Impact of the Exploit on Early Adopters
Cardex had only launched a week prior to the exploit and was actively promoted on Abstract’s Discover page. This made the exploit even more damaging for early adopters who trusted the platform.
Understanding Abstract
Abstract is an Ethereum Layer 2 (L2) blockchain created by Igloo Inc., the same company behind Pudgy Penguins. It aims to bridge the gap between blockchain technology and consumer applications, offering a scalable and seamless user experience.
Using zero-knowledge rollup technology, Abstract processes transactions off-chain, batches them together, and then verifies them on the Ethereum mainnet. This results in lower transaction fees and faster processing times, making it a preferred choice for dApps like Cardex.
Exploit Details
The breach at Cardex was primarily due to mishandling of session keys. Session keys in blockchain applications allow users to grant specific permissions to third-party apps without exposing their private keys. In this case, Cardex exposed the private key of their session signer on the website’s frontend, giving the attacker access to users’ funds.
- Identifying an active session belonging to a victim.
- Executing a buyShares transaction using the victim’s wallet.
- Transferring stolen shares to the attacker’s wallet.
- Selling the shares on Cardex’s bonding curve to steal ETH from the victim.
Functions Exploited by the Attacker
Cardex allowed users to interact with digital trading cards on-chain through functions like buyShares and transferShares.

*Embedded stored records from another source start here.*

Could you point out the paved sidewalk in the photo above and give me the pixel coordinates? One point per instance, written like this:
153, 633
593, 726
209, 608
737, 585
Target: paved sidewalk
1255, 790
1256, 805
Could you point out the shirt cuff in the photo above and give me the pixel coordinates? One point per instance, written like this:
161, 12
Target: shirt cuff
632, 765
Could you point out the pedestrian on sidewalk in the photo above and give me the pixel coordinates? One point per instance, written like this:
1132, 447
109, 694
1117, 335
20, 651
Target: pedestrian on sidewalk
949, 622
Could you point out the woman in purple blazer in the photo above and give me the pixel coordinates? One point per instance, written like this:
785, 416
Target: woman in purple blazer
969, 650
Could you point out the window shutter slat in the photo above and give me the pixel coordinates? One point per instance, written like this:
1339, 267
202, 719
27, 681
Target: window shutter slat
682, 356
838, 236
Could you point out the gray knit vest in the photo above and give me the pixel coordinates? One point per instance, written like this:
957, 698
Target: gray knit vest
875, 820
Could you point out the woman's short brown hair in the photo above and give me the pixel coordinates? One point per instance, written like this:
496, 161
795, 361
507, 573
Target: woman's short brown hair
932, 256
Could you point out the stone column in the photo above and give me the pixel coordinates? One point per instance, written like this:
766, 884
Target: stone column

- buyShares: Enables users to purchase tokenized trading cards by spending ETH.
- transferShares: Allows users to transfer ownership of assets for trading and selling.
Abstract’s Response and Future Plans
Abstract’s team acted swiftly to contain the exploit, working with security experts like Seal 911. They took several steps to prevent further damage, including blocking access to Cardex, deploying a revoke tool for users to revoke open session keys, and upgrading the contract to halt the attacker’s actions.
For the future, Abstract plans to enhance security measures for all apps on its platform by conducting stricter security audits, reviewing session key implementations, integrating Blockaid’s transaction simulation tool, and creating a session key dashboard for users.
User Refunds and Impact on Abstract
Abstract’s top priority is to assist Cardex in remedying the situation and potentially refunding affected users. However, details on the refund process remain unclear. Despite the exploit, trust in Abstract as a whole has not significantly diminished, indicating continued confidence in the platform.